Most, if not all, fintech startups are disruptors of some kind. They are typically disintermediating large incumbents with faster, easier, more transparent, and lower-cost offerings, often via mobile interfaces and more intuitive interactions. Accordingly, while customer satisfaction is paramount for any startup to measure, for fintechs it is a direct reflection on whether the product or service is successfully weaning customers away from legacy players. It’s not enough that the product works and is perhaps less expensive than traditional methods – it has to have a better experience as well. For this reason, actively measuring customer satisfaction is key. Both CSAT and NPS are very simple to measure and monitor – CSAT takes the number of customers ranking themselves as satisfied (usually 4 or 5 out of 5 stars, emojis, etc.) and divides it by the total number of responses. Determine where in the customer lifecycle satisfaction means the most to you – onboarding, transaction speed, price, general satisfaction, etc. – develop CSAT metrics around it, and track them over time.

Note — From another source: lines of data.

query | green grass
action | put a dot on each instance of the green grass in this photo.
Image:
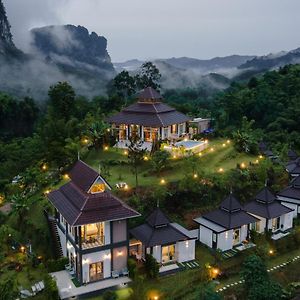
(210, 162)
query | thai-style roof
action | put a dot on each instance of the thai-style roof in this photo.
(292, 155)
(293, 167)
(149, 113)
(292, 191)
(229, 215)
(265, 205)
(158, 231)
(79, 207)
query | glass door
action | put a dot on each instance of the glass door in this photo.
(96, 271)
(168, 253)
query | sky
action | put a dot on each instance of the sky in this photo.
(148, 29)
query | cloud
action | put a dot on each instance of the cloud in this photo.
(158, 29)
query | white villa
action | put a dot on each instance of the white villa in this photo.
(226, 227)
(290, 196)
(91, 226)
(167, 242)
(271, 214)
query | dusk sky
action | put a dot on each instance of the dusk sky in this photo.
(146, 29)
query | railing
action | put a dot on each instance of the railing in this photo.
(92, 242)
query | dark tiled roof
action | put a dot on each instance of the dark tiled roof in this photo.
(292, 191)
(157, 218)
(292, 155)
(83, 176)
(149, 119)
(149, 94)
(264, 205)
(152, 114)
(79, 207)
(293, 167)
(230, 214)
(158, 230)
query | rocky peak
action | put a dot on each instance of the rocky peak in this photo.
(71, 44)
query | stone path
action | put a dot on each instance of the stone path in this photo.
(269, 270)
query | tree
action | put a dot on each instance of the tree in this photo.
(124, 84)
(135, 156)
(159, 161)
(148, 76)
(20, 206)
(62, 101)
(258, 285)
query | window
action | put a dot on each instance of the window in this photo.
(98, 187)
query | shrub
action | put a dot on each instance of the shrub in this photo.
(57, 265)
(152, 267)
(109, 295)
(132, 268)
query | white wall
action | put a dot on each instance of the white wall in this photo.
(156, 253)
(225, 240)
(87, 259)
(186, 250)
(287, 221)
(293, 206)
(205, 236)
(62, 238)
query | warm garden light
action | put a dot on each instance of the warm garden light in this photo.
(162, 181)
(243, 165)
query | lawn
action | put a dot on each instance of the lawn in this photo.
(219, 154)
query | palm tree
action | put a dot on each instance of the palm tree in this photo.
(20, 206)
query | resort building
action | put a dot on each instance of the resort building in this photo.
(150, 119)
(290, 196)
(272, 215)
(91, 226)
(293, 167)
(226, 227)
(167, 242)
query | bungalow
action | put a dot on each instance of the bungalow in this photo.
(91, 225)
(290, 196)
(226, 227)
(293, 167)
(167, 242)
(270, 213)
(149, 119)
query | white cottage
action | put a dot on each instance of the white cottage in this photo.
(91, 226)
(272, 216)
(225, 227)
(290, 196)
(167, 242)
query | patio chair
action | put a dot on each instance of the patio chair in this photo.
(115, 274)
(125, 272)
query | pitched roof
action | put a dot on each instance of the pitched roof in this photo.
(264, 205)
(293, 167)
(293, 190)
(292, 155)
(152, 114)
(149, 94)
(158, 231)
(83, 176)
(79, 207)
(229, 214)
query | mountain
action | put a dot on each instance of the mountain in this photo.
(272, 61)
(58, 53)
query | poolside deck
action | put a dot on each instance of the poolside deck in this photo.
(67, 289)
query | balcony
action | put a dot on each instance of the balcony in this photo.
(92, 242)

Relatedly, NPS measures the likelihood a customer will refer a product, service or company to someone else. NPS is usually a standalone question sent to a random sample of customers. It asks how likely a customer is to recommend the service or product on a scale of 1 to 10. NPS numeric methodology is beyond the scope of this post, but when taken together with CSAT, and particularly when measured over time and benchmarked against industry peers, these two metrics can illustrate the actual breadth and depth of a fintech’s disruption and by extension, its growth prospects.
5. Time to Break Even (TTB)
Of all the metrics fintechs could track, we see this one ignored the most.
A cousin of burn rate, Time to Break Even (TTB) is exactly what it sounds like – how long in months, at current revenue and spending forecasts, until the company can support itself? Of all the metrics fintechs could track, we see this one ignored the most. True, many (maybe most) fintechs are focused almost entirely on user growth, with the often reasonable logic that if enough people use a platform, be it for payments, policies, trades or the like, exponential revenue growth will follow. And this is often true – scale has saved more than one initially unprofitable startup. But fintech startups often rely on very small incremental revenue per sale, sometimes only a few basis points, so if a high volume of transactions is the strategy, know this number. Even better, know how many transactions it represents and update both of them often.
For many fintech founders, financial services are a means to an end. They’re primarily building SaaS or Consumer businesses, and the financial space offers the most opportunity for funding, scale, and disruption. However, while almost all of the typical startup metrics will equally apply to a fintech, developing a series of fintech-specific ones will serve fintech founders well down the road.